De son vivant, le Cambroraster adulte aurait mesuré environ un pied de long, ce qui peut sembler relativement minuscule selon les normes d’aujourd’hui, mais à son époque, le Cambroraster était l’un des plus grands animaux du coin – et son anatomie suggère un mode de vie plutôt vorace.

« Le Cambroraster possède un appareil alimentaire remarquable composé d’une paire de griffes frontales et d’une bouche annelée par des plaques dentées », explique Moysiuk. Et sur ces griffes se trouvent des pointes qui forment une disposition en forme de peigne. Cambroraster utilisait probablement ces appendices pour passer au crible les sédiments du plancher océanique, dévorant tout, des vers aux premiers poissons apparentés. Mais la bouche de l’invertébré est certainement sa caractéristique la plus effrayante. Après avoir été capturée par les griffes, explique Moysiuk, « la proie aurait été aspirée dans la bouche circulaire et déchiquetée par les multiples rangées de grandes dents ».

Des centaines de Cambroraster ont été trouvées, avec parfois des dizaines préservées au même endroit. Trouver autant de fossiles de cet animal n’est pas surprenant, selon M. Daley. Les lits fossilifères de Kootenay, comme ceux du Shale de Burgess voisin, sont mondialement connus pour leur préservation exceptionnelle.
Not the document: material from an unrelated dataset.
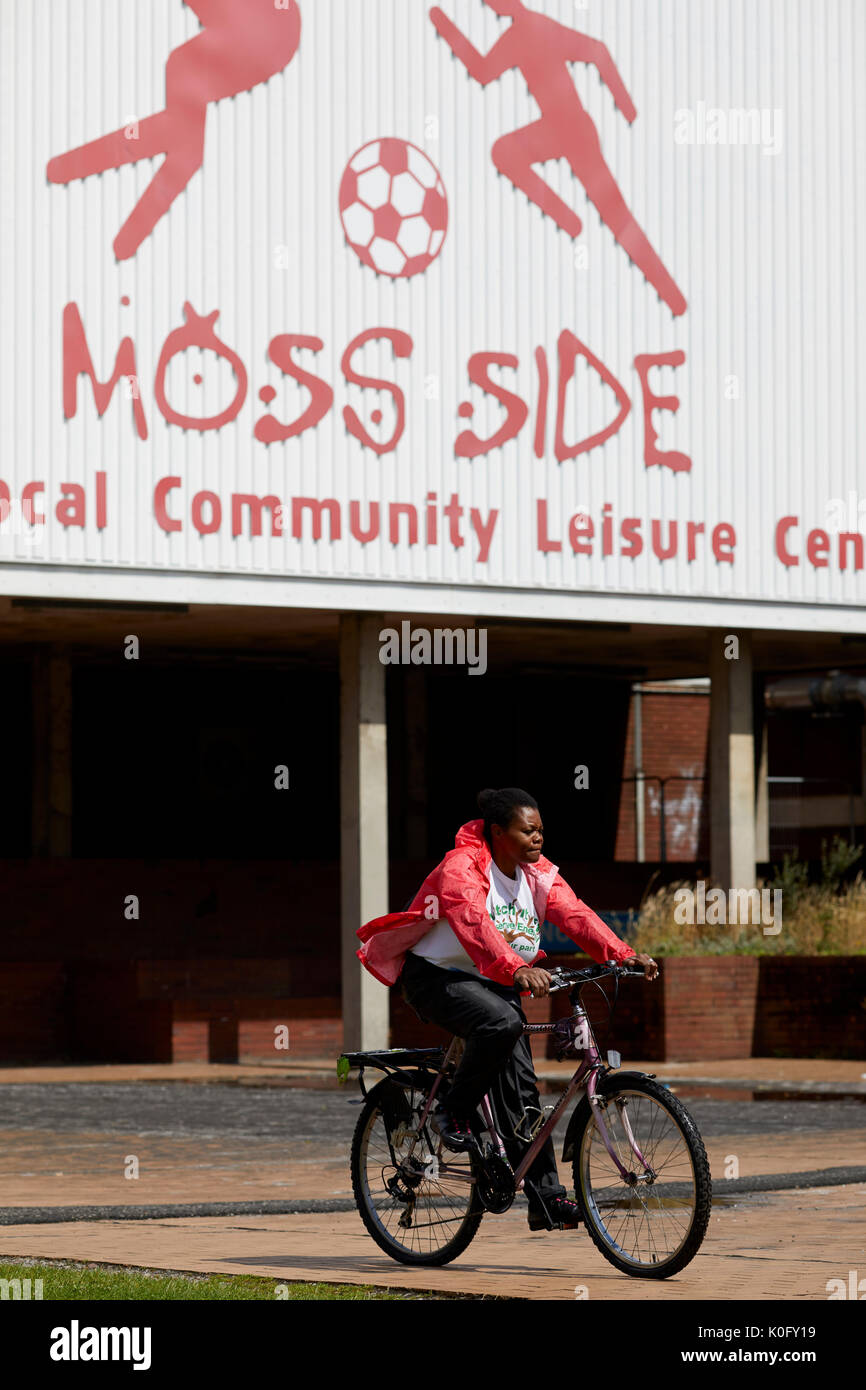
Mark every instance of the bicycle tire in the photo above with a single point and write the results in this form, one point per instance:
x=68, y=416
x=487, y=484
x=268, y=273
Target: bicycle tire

« De nombreux taxons, et pas seulement Cambroraster, sont trouvés très abondamment sur ces sites, ce qui fait partie de ce qui rend le Shale de Burgess si spécial », dit Daley. En outre, de nombreux fossiles de Cambroraster sont des parties isolées du corps qui étaient relativement robustes – comme les griffes, le bouclier de la tête ou les parties buccales, dont certaines ont pu être rejetées lors des mues. Cette mue peut expliquer les agrégations de plusieurs Cambroraster en un seul endroit, note Moysiuk, car les arthropodes modernes se regroupent souvent pour exuvier leurs vieux exosquelettes. Néanmoins, trouver autant de Cambroraster dans une zone relativement petite indique qu’il y avait un écosystème local prospère avec une riche alimentation pour ce prédateur tamiseur de sédiments.
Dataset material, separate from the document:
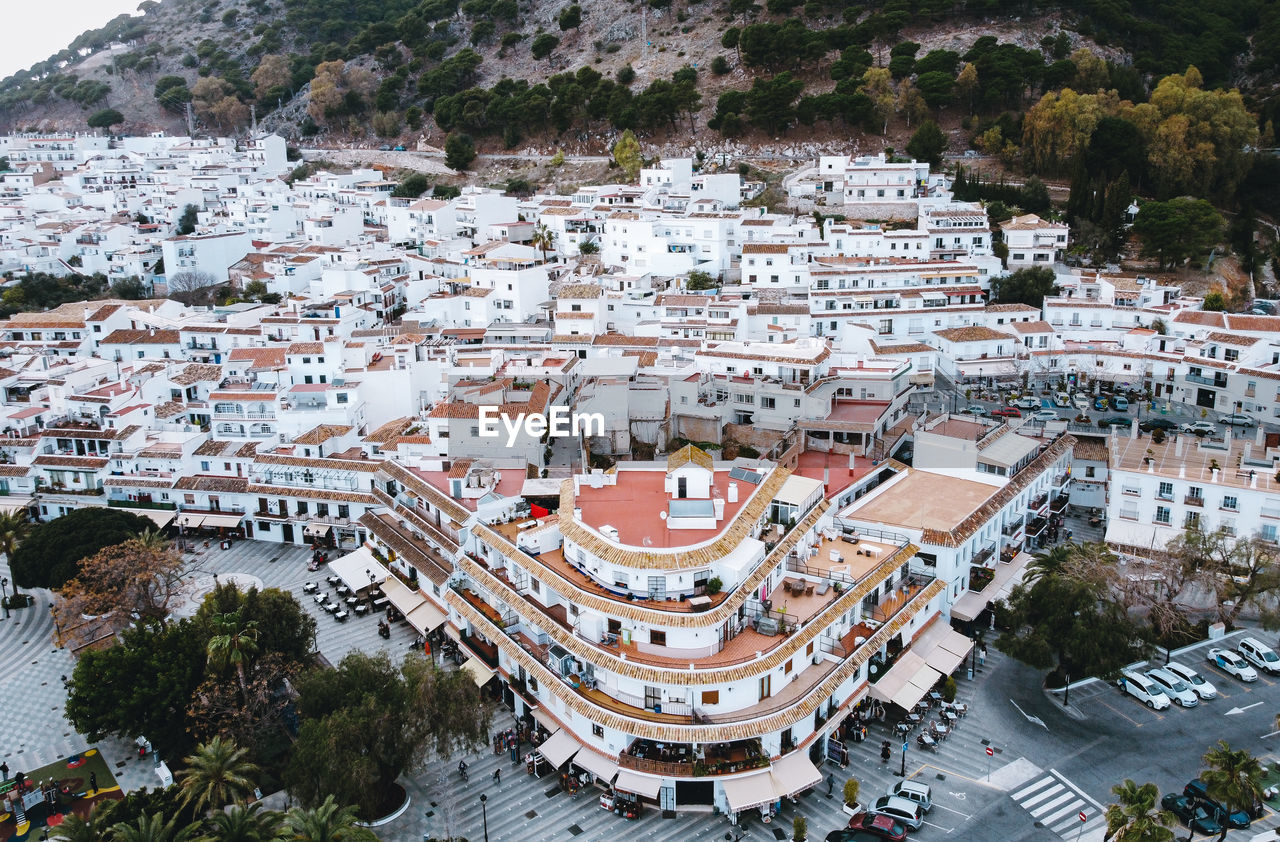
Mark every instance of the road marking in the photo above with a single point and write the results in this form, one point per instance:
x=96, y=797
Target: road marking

Vidéo du travail de terrain dans la carrière montrant le moment de l’exposition d’une carapace fossilisée de Cambroraster, et animation

Les paléontologues rassemblent encore les détails de ce monde cambrien perdu. L’endroit où se trouve Cambroraster n’est qu’à environ 24 miles des célèbres schistes de Burgess, et pourtant, note Moysiuk, les animaux trouvés à Kootenay sont plus étroitement liés aux espèces trouvées en Chine qu’à leurs voisins canadiens. La raison exacte pour laquelle cela devrait être le cas est une question de recherche en cours, note Moysiuk, et les experts sont encore en train de travailler sur la liste des nouvelles créatures inhabituelles trouvées à Kootenay.

« Depuis la découverte de Marble Canyon en 2012, un certain nombre de nouvelles espèces ont été décrites et beaucoup d’autres restent à venir », dit Moysiuk. Et cela ne concerne que les roches fossilifères qui ont été explorées jusqu’à présent. Kootenay comprend de nombreux endroits qui n’ont pas encore été passés au crible et qui recèlent probablement des espèces jamais vues auparavant.

« L’endémisme, lorsqu’une espèce est confinée à un endroit géologique défini et spécifique, était élevé au Cambrien », explique Daley. « Ainsi, chaque nouveau site récemment découvert abrite de nombreuses espèces uniques au monde. » Plus les experts exploreront, plus nous nous familiariserons avec la nature étrange de la vie cambrienne.